Peter Meißner
2015-12-14
Base R's once done choice of setting stringsAsFactors within data.frame()
and as.data.frame()
to TRUE by default is a design decision that makes sense (more efficient storage, building statistical models with factors makes sense) on the one hand and on the other hand is supposedly the most often complained about piece of code in the R infrastructure. A search through the source code of all CRAN packages in December 2015 https://github.com/search?utf8=%E2%9C%93&q=user%3Acran+stringsAsFactors&type=Code
resulted in 3,795 results for mentions of stringsAsFactors
and most of them simply set the value to FALSE
. The hellno package provides an explicit solution to the problem without changing R itself or having to mess around with options. It tries to solve this problem by providing alternative data.frame()
and as.data.frame()
functions that are in fact simple wrappers around base R's data.frame()
and as.data.frame()
with stringAsFactors
option set to HELLNO
(equals to FALSE
) by default.
R's default behaviour...
df1 <- data.frame(a=letters[1:3])
df1$a
## [1] a b c
## Levels: a b c
class(df1$a)
## [1] "factor"
R's default behaviour after loading the package
library(hellno)
##
## Attaching package: 'hellno'
##
## Die folgenden Objekte sind maskiert von 'package:base':
##
## as.data.frame, data.frame
df2 <- data.frame(a=letters[1:3])
df2$a
## [1] "a" "b" "c"
class(df2$a)
## [1] "character"
While using the hellno package in interactive R mode is nice, in fact it could have been achieved simply by doing something like this: options("stringsAsFactors"=FALSE)
. The strength of hellno is that it can be imported when writing packages and therefore providing as.data.frame()
and data.frame()
with stringsAsFactors
Option consistently set to FALSE
. Once imported stringsAsFactors=FALSE
will be the default for all uses of data.frame()
and as.data.frame()
within all package functions BUT NOT OUTSIDE OF IT. Thus it provides a way to ease programming while also ensuring that package users might still choose which flavor of stringsAsFactors
they like best.
Let us see how this works following a little example.

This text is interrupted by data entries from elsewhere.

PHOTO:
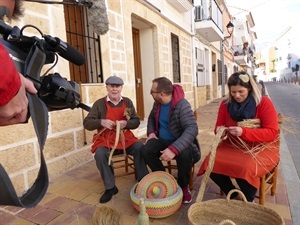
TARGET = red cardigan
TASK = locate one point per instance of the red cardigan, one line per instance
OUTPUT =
(267, 114)
(234, 162)
(10, 82)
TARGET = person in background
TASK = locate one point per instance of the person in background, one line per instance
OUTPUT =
(102, 117)
(234, 158)
(13, 86)
(172, 132)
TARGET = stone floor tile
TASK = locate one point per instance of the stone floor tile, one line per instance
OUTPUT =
(45, 216)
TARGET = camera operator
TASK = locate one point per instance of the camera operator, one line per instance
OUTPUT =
(13, 86)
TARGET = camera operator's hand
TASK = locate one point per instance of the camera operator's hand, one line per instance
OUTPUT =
(123, 124)
(109, 124)
(16, 110)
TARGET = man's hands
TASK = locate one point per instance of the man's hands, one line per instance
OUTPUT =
(167, 155)
(109, 124)
(235, 131)
(17, 109)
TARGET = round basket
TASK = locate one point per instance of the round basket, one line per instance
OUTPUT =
(161, 193)
(214, 212)
(226, 211)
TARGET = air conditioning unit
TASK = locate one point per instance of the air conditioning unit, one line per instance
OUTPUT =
(198, 13)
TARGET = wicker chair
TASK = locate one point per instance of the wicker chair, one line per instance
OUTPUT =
(122, 160)
(268, 182)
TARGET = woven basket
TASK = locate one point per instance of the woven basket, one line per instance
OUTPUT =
(161, 193)
(226, 211)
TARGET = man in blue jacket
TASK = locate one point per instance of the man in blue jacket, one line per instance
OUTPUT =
(172, 132)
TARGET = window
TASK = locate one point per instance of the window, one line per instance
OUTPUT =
(200, 73)
(219, 72)
(175, 58)
(81, 38)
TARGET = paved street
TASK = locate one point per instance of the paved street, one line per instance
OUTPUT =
(286, 98)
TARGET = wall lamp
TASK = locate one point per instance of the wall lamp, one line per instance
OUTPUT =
(230, 28)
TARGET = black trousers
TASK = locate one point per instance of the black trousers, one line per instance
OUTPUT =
(152, 151)
(226, 185)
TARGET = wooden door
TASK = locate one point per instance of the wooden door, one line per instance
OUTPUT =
(138, 73)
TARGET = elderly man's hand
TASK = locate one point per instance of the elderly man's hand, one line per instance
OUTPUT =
(167, 155)
(17, 109)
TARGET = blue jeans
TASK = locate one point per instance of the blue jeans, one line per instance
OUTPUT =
(152, 151)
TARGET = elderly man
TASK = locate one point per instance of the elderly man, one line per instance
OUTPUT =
(102, 117)
(172, 132)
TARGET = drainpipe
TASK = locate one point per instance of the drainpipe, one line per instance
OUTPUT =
(223, 68)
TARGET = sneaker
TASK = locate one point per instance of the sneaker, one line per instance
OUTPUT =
(108, 194)
(187, 196)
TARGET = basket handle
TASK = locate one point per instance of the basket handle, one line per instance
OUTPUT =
(211, 162)
(238, 191)
(227, 222)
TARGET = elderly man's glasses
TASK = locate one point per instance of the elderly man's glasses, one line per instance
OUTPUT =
(151, 91)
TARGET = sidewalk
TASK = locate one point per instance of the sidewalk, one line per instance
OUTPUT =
(72, 198)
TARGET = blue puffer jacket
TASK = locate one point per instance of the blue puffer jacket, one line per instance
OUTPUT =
(182, 123)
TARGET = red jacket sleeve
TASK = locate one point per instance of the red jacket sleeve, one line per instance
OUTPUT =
(267, 114)
(10, 82)
(269, 123)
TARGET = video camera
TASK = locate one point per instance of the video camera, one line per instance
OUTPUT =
(30, 54)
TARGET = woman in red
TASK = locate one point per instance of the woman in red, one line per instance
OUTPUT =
(232, 159)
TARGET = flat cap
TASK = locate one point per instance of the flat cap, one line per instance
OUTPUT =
(114, 80)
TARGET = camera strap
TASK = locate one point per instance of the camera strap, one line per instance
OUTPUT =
(39, 115)
(33, 196)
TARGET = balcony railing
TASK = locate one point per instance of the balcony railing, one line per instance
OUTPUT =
(182, 5)
(208, 21)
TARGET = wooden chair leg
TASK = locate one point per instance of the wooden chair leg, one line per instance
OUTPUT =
(274, 182)
(169, 167)
(262, 192)
(191, 183)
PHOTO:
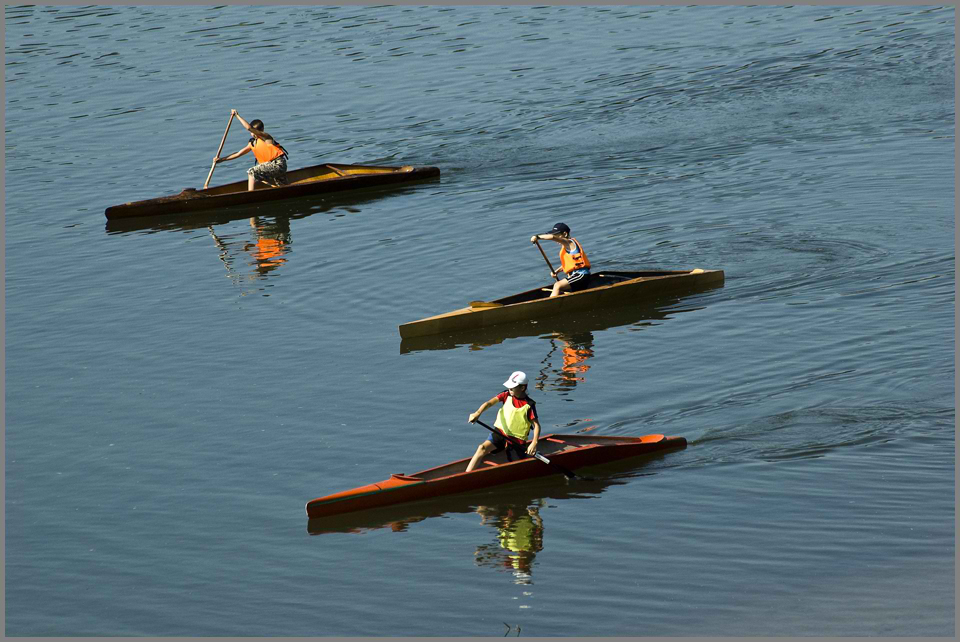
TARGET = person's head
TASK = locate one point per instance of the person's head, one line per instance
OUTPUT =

Again, let us start with loading hellno package:
library(hellno)
data.frame(a=letters[1:2])$a
## [1] "a" "b"
As shown before, character vector are not transformed to factor.
We unload hellno again to start clean.
unloadNamespace("hellno")
Now we install the hellnotest package from Github and load it. The package uses hellno internally in two functions. While internal uses of data.frame()
and as.data.frame()
will work with stringsAsFactors=FALSE
as default this does not change how things work everywhere else.
if( !("hellnotests" %in% installed.packages()) ){
devtools::install_github("petermeissner/hellnotests")
}
library(hellnotests)
data.frame(a=letters[1:2])$a
## [1] a b
## Levels: a b
While all functions within the package use hellno's alternative implementations:
hellno_df
## function ()
## {
## data.frame(a = letters[1:3])$a
## }
## <environment: namespace:hellnotests>
... and hence for them string conversion is no matter anymore:
hellno_df()
## [1] "a" "b" "c"
... and once again to bring the point home:
data.frame(a=letters[1:2])$a
## [1] a b
## Levels: a b
WRITING PACAKGES WITH HELLNO DOES NOT CHANGE OUTSIDE BEHAVIOR.